Jan McDonald has been a fixture in the Los Alamos music scene. Whether conducting the Los Alamos High School band or performing with the Los Alamos Big Band, McDonald has shared his music with the community for a long time.

He will return to town, along with the Dalton Trio, at 7 p.m. Friday at Fuller Lodge for “An Evening of Jazz.”

The concert will feature jazz selections such as “Georgia on My Mind,” “Body and the Soul,” “Alone Together” and “Black Orpheus.”

Additionally, McDonald’s original compositions along with Bert Dalton’s original work will be performed.

In addition to the concert, the trio and McDonald are collaborating on an album, titled “Sweet.” The album should be completed in the spring.

McDonald said he has worked with the trio for several years. He enjoys playing with the trio because “mostly (it’s) just a rare opportunity to play with a great trio. It’s just a joy and a delight for me to do that and bring it to the public.”

He explained he met the Dalton trio, which is made up of Dalton, piano; Milo Jaramillo, base; and John Bartlit, drums; through the musician network in Santa Fe.

Plus, McDonald said he knew Dalton through performing in the National Dance Institute orchestra, which Dalton is the director.

McDonald, who plays the trumpet, has been involved in music since he was 10 years old.

Not only does he perform, but McDonald has past his knowledge in music to the younger generation.

He taught at Pueblo Junior High School and spent 27 years teaching at Los Alamos High School.

While McDonald impacted his students, they also influenced him. “A teacher will learn a lot from his students,” he said.

One of his students appears in the trio, Bartlit.

Additionally, McDonald continued his musical influence in Los Alamos as a member and co-founder of the Los Alamos Big Band. “I’ve been part of the Big Band since its inception,” he said.

McDonald also performs with the Santa Fe Symphony.

He is looking forward to performing once more in Los Alamos.

“Since I came in 1963, I’ve met hundreds of parents and friends,” McDonald said. “I get to see a lot of those parents and friends.
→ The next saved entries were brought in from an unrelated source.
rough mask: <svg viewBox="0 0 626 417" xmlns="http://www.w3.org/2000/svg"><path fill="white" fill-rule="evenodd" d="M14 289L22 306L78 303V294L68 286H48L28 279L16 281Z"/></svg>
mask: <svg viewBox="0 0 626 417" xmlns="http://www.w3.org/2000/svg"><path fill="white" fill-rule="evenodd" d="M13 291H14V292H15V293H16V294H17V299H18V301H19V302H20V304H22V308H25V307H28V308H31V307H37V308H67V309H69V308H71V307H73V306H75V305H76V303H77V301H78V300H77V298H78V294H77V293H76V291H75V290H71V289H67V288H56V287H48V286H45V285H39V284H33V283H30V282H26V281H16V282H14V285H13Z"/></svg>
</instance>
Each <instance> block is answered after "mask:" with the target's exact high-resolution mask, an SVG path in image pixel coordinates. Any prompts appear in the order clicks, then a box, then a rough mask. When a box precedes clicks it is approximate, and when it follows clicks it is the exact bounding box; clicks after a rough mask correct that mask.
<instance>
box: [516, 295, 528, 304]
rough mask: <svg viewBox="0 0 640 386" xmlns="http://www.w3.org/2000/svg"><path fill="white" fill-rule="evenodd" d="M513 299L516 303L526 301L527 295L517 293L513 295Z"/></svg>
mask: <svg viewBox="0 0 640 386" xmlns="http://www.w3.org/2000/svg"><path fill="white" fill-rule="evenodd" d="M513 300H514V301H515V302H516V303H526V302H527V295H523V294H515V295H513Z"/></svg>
That’s one of the joys.”

He is also eager for the opportunity to play jazz music. McDonald said he enjoys the creative process behind this type of music.

“It’s just a marvelous experience,” McDonald said. “It’s particularly marvelous when you’re playing with musicians that are your friends and musicians that are really top-notch.”

McDonald added jazz is one of America’s true art forms and the upcoming concert will “try to keep the legacy going.”

Admission costs $20 for the general public and $15 for seniors and students.

Tickets are available at Brownell’s Hallmark, Santa Fe Music and at the door.